Binary Quadratic Opt?

Hi, Petr,

Hi Khris: 

If i understand the problem correctly, you have a list of (x,y) coordinates, where 
some sensor is located, but you do not know, which sensor is there. The database 
contains data for each sensor identified in some way, but you do not know the 
mapping between sensor identifiers from the database and the (x,y) coordinates. 
Is this correct? 

Yes.

So I modelled the problem as inexact match between 2 Graphs. Since the best 
package on Graphs i.e. iGraph does not have any function for Graph matching 

I think, the problem is close to 

  http://en.wikipedia.org/wiki/Graph_isomorphism

You have estimates of the distances between the sensors using identifiers 
from the database.
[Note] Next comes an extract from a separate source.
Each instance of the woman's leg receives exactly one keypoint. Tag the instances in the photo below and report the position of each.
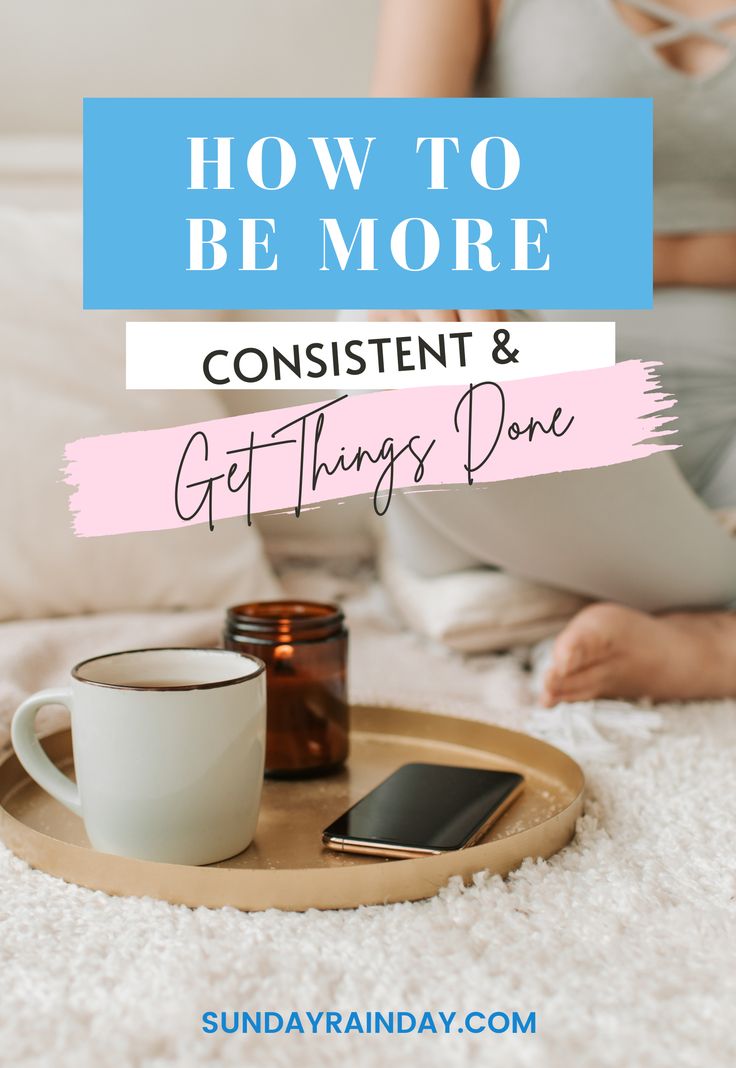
(612, 650)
So, you know, which pairs of sensors are close. This is 
one graph. The other graph is the graph of closeness between the known (x,y) 
coordinates. You want to find a mapping between the vertices of these two 
graphs, which preserves edges.

Yes, I agree the problem is more into Graph theoretic domain to be more precise inexact graph matching whose generalization is the Graph Isomorphism problem. The problem is more general than Graph Isomorphism. Let me define the problem more formally.

 We have 2 weighted undirected graphs. In one graph I know the distance of every vertex from every other vertex whereas in another graph I know only which vertices are close to a given vertex. So I know the neighboring vertices given a vertex. So the distance matrix of other Graph is incompletely known. So the question is can I find the best alignment between the 2 graphs.

Ex:- G1 is know the complete distance matrix. For G2, if there are four vertices let's say (v1, v2, v3 v4) the I know edge weight (v1,v2) and (v1,v3)  but have no information of edge weight(v1,v4). Similarly I know about (v2,v3) but no information about edge weights (v2,v4) or (v3,v4).

So I was thinking of not to model it as general inexact Graph matching problem for then the complexity n^4. It seems the best way to model the solution is to consider only edges with are at distance of 1 unit i.e. closest edge from every vertex and not every edge from the given vertex. This will bring down the complexity from n^4 to 6*6*n^2 assuming every vertex has atmost 6 neighboring vertex. Quadratic complexity seems manageable. Ofcourse now the solution become lot more sensitive to the errors in Graph G2. Assuming best case if I have no errors in G2 i.e. for every vertex I know correctly it's closest neighbored in the rectangular grid then optimizing distance between G1 and G2 should give me best correct alignment. This seems to be the best approach under current circumstance.

As far as implementation goes I think I still have to use optimization package since there are not any readily and freely available function for inexact graph matching.

Petr how do you feel about it. Appreciate your feedback.